Lobby forte – Os contrários à Agenda 21 poderão ter a aliança, na Rio+20, de outros lobbies igualmente poderosos, como dos defensores da energia nuclear e dos chamados “céticos do aquecimento global”. Depois do acidente de Fukushima, no Japão, no início de 2011, a recusa à energia nuclear aumentou muito em todo planeta. A Rio+20 pode ser a última chance para a indústria nuclear, com o argumento de que essa energia é “limpa” e de que seria uma ótima alternativa para combater o aquecimento global. Nada mais falso, na medida em que, como vários estudos já demonstraram, a indústria nuclear é suja já na extração e processamento de urânio, até a destinação dos resíduos radioativos, para a qual ainda não existe tecnologia adequada.
Por outro lado, o lobby dos “céticos do aquecimento global” demonstrou sua força nos Estados Unidos, particularmente no Congresso, que tem-se recusado a aprovar a proposta, ainda que limitada, do presidente Obama de corte nas emissões americanas de gases-estufa nos próximos anos.
O lobby dos “céticos” (na realidade, dos defensores da continuidade do uso dos combustíveis fósseis) é fortíssimo no Congresso norteamericano. Apenas em 2008, segundo levantamento do The Center for Public Integrity, um conjunto de 770 empresas e grupos de interesse foi responsável pela contratação de 2340 lobistas para atuar nos debates sobre a legislação para as mudanças climáticas. Este número representava que o número de lobistas na questão tinha aumentado em 300% desde 2003. Apenas em 2008 o lobby que critica a tese do aquecimento global por causas humanas gastou US$ 90 milhões, segundo a mesma fonte. Vários bancos de ação global integram o lobby.

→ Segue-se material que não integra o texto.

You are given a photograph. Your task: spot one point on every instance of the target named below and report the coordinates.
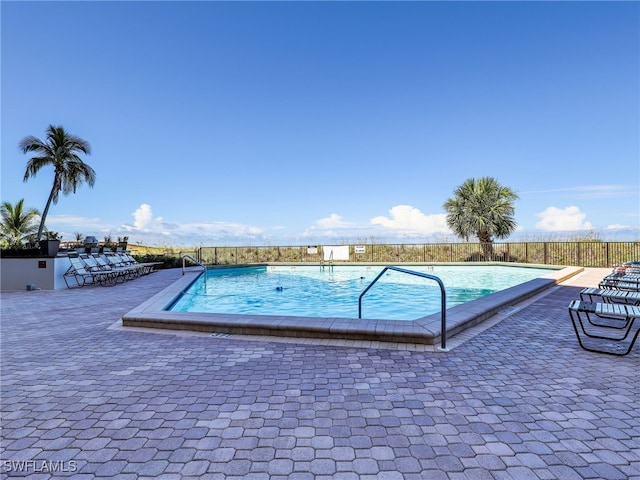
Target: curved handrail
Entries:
(443, 307)
(204, 268)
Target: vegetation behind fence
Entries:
(586, 254)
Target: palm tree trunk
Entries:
(56, 181)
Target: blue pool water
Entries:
(311, 291)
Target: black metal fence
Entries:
(585, 254)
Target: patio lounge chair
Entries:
(146, 267)
(608, 295)
(621, 282)
(607, 325)
(78, 275)
(97, 263)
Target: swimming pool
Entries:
(313, 291)
(429, 330)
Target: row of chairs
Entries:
(104, 269)
(603, 318)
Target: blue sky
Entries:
(256, 123)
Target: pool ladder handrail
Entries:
(204, 267)
(443, 300)
(330, 261)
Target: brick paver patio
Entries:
(519, 400)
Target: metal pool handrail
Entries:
(204, 268)
(443, 298)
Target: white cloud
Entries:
(592, 191)
(555, 219)
(154, 230)
(408, 220)
(332, 221)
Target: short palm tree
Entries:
(18, 223)
(61, 151)
(483, 208)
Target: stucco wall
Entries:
(45, 273)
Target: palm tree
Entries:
(18, 223)
(60, 150)
(483, 208)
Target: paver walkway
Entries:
(519, 400)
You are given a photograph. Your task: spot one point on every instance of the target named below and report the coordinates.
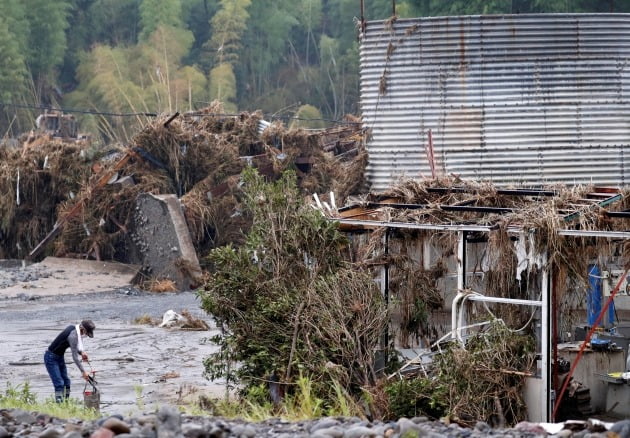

Enfim, não faltarão poderosos interesses na Rio+20 para tentar derrubar o “espírito da Agenda 21”, que foi solenemente torpedeada por esses interesses nas últimas duas décadas. Ela nunca foi o melhor dos mundos, não reflete os desejos reais de transformação rumo à sustentabilidade plena, mas é um marco civilizatório e está por um fio.